Кажется, жизнь опять наладилась и заиграла новыми яркими красками.

      «Чудо произойдёт»

      Придётся пойти на риск и сообщить об этом всем обитателем Гнезда.

      Задумчиво бреду вдоль коридора, уже завёрнутая в подаренный палантин. Остро жалею, что не взяла лилейник с собой. Тяжесть его горшка в руках дарит чувство защищённости и поддержки, а за широкими листьями всегда можно спрятаться от нежелательных взглядов.
Хочется скорее добраться до Третьей, вытерпеть раздачу по поводу коварной надписи на подарке и, если Слонёнок позволит, схорониться от всего мира под одеялом. Хочется посидеть в безмолвной темноте, а потом выскочить из убежища и сообщить Красавице новость: я всё-таки написала стих для него с Куклой. От всего сердца, с искренним пожеланием любви и счастья. Ведь любить, на самом деле, это прекрасно. Даже если любовь безответна.

      «Но, может быть, когда-нибудь мне тоже повезёт», — мысленно вздыхаю я.

      «Ты дальше собственного носа не видишь, жалея себя,» — говорит мне моя шизофрения.

      — Ты бы лучше действительно с математикой помог! — капризно отвечаю я посторонним мыслям в голове и решительно шагаю обратно в Гнездо.

      Среди общих надписей стен подозрительно активизировался рой рычащих букв. Я стала натыкаться на вездесущее «R1» буквально на каждом шагу. От мыслей о Чёрном Ральфе настроение опять портится. Чуть позже оказывается, что это был сигнал. Нехорошее предчувствие встречи с воспитателем в точности сбывается, стоило только завернуть в коридор второго этажа.

***



Разговор с Р Первым.

      — Значит, ты теперь новый летун Дома? — вот так, без лишних приветствий, уточняет Р Первый, восстав передо мной тенью святой инквизиции.
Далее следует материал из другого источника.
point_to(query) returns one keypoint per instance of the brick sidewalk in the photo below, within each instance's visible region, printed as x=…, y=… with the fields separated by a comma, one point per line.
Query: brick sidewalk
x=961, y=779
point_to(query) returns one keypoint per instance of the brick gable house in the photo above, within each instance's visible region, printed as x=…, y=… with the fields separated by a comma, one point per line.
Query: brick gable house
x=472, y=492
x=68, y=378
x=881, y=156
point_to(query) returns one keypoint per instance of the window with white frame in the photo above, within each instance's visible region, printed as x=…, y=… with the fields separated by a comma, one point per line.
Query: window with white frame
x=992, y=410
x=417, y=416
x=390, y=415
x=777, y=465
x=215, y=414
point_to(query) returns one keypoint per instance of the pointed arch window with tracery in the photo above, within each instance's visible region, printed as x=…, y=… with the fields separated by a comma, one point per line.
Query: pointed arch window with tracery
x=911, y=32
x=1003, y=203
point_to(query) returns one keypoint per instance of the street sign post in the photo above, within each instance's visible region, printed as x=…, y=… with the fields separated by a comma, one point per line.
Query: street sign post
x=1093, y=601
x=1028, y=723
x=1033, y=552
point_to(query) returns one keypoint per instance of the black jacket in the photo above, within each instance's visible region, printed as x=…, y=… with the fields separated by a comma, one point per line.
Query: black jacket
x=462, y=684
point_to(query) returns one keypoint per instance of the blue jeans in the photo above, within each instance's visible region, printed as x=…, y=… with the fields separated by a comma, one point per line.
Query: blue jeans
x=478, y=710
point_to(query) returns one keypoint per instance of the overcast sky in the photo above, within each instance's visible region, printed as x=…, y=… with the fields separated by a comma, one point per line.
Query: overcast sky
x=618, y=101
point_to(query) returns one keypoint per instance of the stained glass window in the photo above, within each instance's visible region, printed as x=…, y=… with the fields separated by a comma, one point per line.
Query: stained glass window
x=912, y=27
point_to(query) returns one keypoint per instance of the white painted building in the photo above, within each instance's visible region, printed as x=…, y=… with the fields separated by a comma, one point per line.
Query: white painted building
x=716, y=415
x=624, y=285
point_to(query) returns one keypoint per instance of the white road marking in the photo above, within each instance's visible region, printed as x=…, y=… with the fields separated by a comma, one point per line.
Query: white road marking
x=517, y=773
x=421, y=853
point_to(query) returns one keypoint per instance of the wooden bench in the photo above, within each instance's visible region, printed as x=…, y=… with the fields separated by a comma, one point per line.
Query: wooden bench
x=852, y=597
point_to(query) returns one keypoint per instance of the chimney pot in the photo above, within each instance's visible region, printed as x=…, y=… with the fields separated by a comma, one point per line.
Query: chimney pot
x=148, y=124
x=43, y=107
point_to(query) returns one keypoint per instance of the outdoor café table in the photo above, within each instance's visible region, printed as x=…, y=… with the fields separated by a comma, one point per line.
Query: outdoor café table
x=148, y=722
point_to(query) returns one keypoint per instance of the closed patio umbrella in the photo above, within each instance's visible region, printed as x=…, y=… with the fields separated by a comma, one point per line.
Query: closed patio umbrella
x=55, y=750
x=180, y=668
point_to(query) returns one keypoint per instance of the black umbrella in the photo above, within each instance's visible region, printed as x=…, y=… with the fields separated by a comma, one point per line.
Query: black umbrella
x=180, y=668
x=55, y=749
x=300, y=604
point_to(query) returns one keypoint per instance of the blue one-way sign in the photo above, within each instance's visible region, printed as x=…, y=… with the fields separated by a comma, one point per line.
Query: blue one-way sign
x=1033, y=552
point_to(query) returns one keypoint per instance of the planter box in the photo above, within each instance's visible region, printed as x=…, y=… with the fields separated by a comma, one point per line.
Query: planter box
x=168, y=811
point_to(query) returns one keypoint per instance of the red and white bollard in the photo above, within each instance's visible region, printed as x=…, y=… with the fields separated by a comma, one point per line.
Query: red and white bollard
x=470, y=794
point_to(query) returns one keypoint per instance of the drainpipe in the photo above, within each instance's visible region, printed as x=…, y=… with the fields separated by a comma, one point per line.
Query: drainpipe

      Губы поджаты. Взгляд коршуна. Рука опирается на стену. Пальцы перетирают не выкуренную самокрутку. Вся поза Чёрного Ральфа с его показательной расслабленностью говорит мне о том, что нас ждёт обстоятельный долгий разговор, и уйти от него мне не удастся.

      — Нет. Я не летун.

      — Прям так категорично? Птицы о тебе иного мнения.

      — Значит, они ошибаются.

      — Разве? — Ральф отклеивается от стены и расслабленной походкой приближается ко мне. — Поразительная самоуверенность! Даже нечего возразить.

      — Так вы и не возражайте, — тихо отвечаю я, зябко кутаясь в палантин. Мне неприятен этот разговор. Мне неприятен этот человек. Его попытки включить обаяние передо мной не приносят нужного результата. Это чревато новой вспышкой агрессии.
Замечаю скапливающуюся толпу зевак.

      — Допустим, я не буду возражать, — идёт на попятную воспитатель. — Добрые четыре часа в Наружности провела ты, а не я. Тебе это ни о чём не говорит? По-моему, всё очевидно: ты слишком наружная для Дома. Тебя нужно чаще выгуливать за его пределами. Это пойдёт тебе на пользу.

      — Я и без вас разберусь, что мне на пользу, а что нет, — отвечаю я чуть слышно. — Лес не сравнить ни с чем.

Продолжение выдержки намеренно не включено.